Last week my little sib’s laptop and wallet got stolen straight out of his common room. I don’t know whether it’s within my familial obligations to do anything except console him about it, so I don’t think it’s crossing a line to tell you the story. This is what happened: The suite door was propped open with someone’s shoe, Will was in his room with the door closed, and this guy walked in, grabbed what caught his fancy and strolled out. Will didn’t hear anything, and his roommate was asleep.

I found this flabbergasting. My suite is never locked, primarily because I lost my key in September, and I leave everything in the common room. I’ve never imagined this being a problem. And I’d figured that, worst-case scenario, if someone breaks — or rather, walks — in, I would be able to do something about it if I were in the suite. But I guess this isn’t actually the worst-case scenario. It’s like the guy didn’t even think about it, just felt like walking up some stairs in Bingham and maybe making a couple hundred bucks for his trip, #casual.

I think I’m particularly unsettled because at home, I don’t lock my doors and neither do any of my neighbors. I’d walk into friends’ houses when no one was home to pick up textbooks I’d forgotten, reach into neighbors’ gardens to pick tangerines off their trees, walk through parks alone at midnight at the age of thirteen. My town’s most prevalent crime is bike theft, and I never, ever, lock my bike. I am from Irvine, California, the safest city in America.

That said, I am — OK, I try to be — very conscious of being an Irvinian. There are horror stories of eighteen-year-old children, having never left Irvine in their lives, going off to college in Not Suburbia, USA and getting mugged in broad daylight because they were, like, sitting on the curb and counting their money while talking on their iPhone. I don’t want to be that girl.

There are also the stories we tell, which aren’t horror stories, but imply horrifying things about our upbringing. Like, “Oh my god, I was in Compton this weekend, and there was this black guy walking down the street. I thought I was gonna get mugged, I was so scared!” And the response: “Oh my god, that’s so scary, literally I’m never leaving Irvine, hahaha, I can’t handle the real world, hahaha.” Because it’s really funny to be trapped in a 66-square-mile bubble for your whole life.

As the proud possessors of the safest city title, we guard our position meticulously. Once, my neighbor saw one of her gardeners walking around on our street at night. To my knowledge, in the morning, nothing was missing, or broken, or tagged. The next day she organized a “street watch,” and suggested that we have the adults on the block take turns patrolling Perkins Court each night. Every single night.
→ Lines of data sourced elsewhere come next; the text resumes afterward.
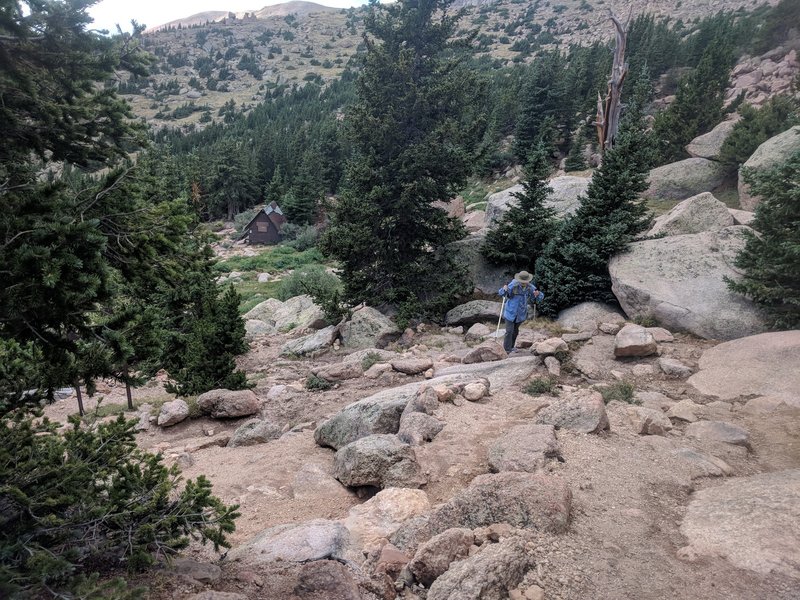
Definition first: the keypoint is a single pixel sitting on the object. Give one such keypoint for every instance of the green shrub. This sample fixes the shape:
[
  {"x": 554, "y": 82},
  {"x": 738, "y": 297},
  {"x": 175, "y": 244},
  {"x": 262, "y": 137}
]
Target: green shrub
[
  {"x": 90, "y": 501},
  {"x": 276, "y": 258},
  {"x": 542, "y": 385},
  {"x": 621, "y": 391},
  {"x": 370, "y": 359},
  {"x": 317, "y": 384},
  {"x": 311, "y": 280},
  {"x": 756, "y": 126}
]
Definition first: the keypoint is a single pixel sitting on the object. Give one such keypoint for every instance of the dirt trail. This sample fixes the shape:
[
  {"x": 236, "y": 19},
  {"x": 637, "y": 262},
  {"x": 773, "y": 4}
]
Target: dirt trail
[{"x": 630, "y": 492}]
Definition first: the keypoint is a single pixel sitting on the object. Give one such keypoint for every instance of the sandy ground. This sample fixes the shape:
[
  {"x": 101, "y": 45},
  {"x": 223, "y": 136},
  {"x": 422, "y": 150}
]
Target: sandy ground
[{"x": 630, "y": 493}]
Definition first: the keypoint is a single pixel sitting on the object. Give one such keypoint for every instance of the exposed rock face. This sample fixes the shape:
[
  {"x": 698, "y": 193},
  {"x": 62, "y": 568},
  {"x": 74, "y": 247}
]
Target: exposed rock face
[
  {"x": 551, "y": 346},
  {"x": 523, "y": 448},
  {"x": 564, "y": 197},
  {"x": 663, "y": 278},
  {"x": 379, "y": 413},
  {"x": 486, "y": 352},
  {"x": 754, "y": 522},
  {"x": 489, "y": 575},
  {"x": 326, "y": 580},
  {"x": 673, "y": 368},
  {"x": 254, "y": 431},
  {"x": 412, "y": 366},
  {"x": 173, "y": 413},
  {"x": 500, "y": 374},
  {"x": 719, "y": 432},
  {"x": 369, "y": 328},
  {"x": 321, "y": 340},
  {"x": 647, "y": 421},
  {"x": 435, "y": 556},
  {"x": 255, "y": 329},
  {"x": 296, "y": 542},
  {"x": 694, "y": 215},
  {"x": 264, "y": 311},
  {"x": 228, "y": 404},
  {"x": 417, "y": 427},
  {"x": 742, "y": 217},
  {"x": 769, "y": 154},
  {"x": 486, "y": 278},
  {"x": 709, "y": 144},
  {"x": 583, "y": 411},
  {"x": 380, "y": 516},
  {"x": 684, "y": 179},
  {"x": 476, "y": 311},
  {"x": 634, "y": 340},
  {"x": 339, "y": 371},
  {"x": 378, "y": 460},
  {"x": 299, "y": 311},
  {"x": 522, "y": 500},
  {"x": 479, "y": 331},
  {"x": 764, "y": 365},
  {"x": 578, "y": 316}
]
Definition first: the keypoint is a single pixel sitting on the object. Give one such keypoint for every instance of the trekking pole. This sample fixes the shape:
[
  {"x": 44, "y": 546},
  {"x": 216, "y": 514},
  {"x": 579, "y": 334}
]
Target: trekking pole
[{"x": 502, "y": 306}]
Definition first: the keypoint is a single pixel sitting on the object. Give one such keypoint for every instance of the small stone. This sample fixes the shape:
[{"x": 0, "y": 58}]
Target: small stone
[
  {"x": 673, "y": 368},
  {"x": 475, "y": 391},
  {"x": 661, "y": 335},
  {"x": 412, "y": 366},
  {"x": 719, "y": 431},
  {"x": 551, "y": 346},
  {"x": 685, "y": 410},
  {"x": 610, "y": 328},
  {"x": 377, "y": 370},
  {"x": 553, "y": 366},
  {"x": 478, "y": 331}
]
It’s the little things like these that make me worry I grew up surrounded by psycho-paranoid adults with no concept of what true safety is. And because of that, I reckon, neither do I. When I decided to go to school in New Haven, of course the first thing my mom did was find a statistic labeling it “the most dangerous city in America.”  Of course, I said, “That’s definitely not true and you just think that because we live in Irvine.” But upon arrival, I was made very aware that New Haven is not Irvine. Still, I was determined to prove the statistic’s untruth. I found the fact that campus is locked at night dumb and elitist; I refused to participate in discussions about being sketched out by the Green; I thought the existence of Yale Security was over the top and a little ridiculous. Honestly, the instance of the stolen wallet and computer doesn’t change these sentiments. These things happen, but they don’t mean that New Haven merits the title “most dangerous city in America.” Whether in Irvine or New Haven, there are certain precautions we all need to take in the real world — that’s what makes it real.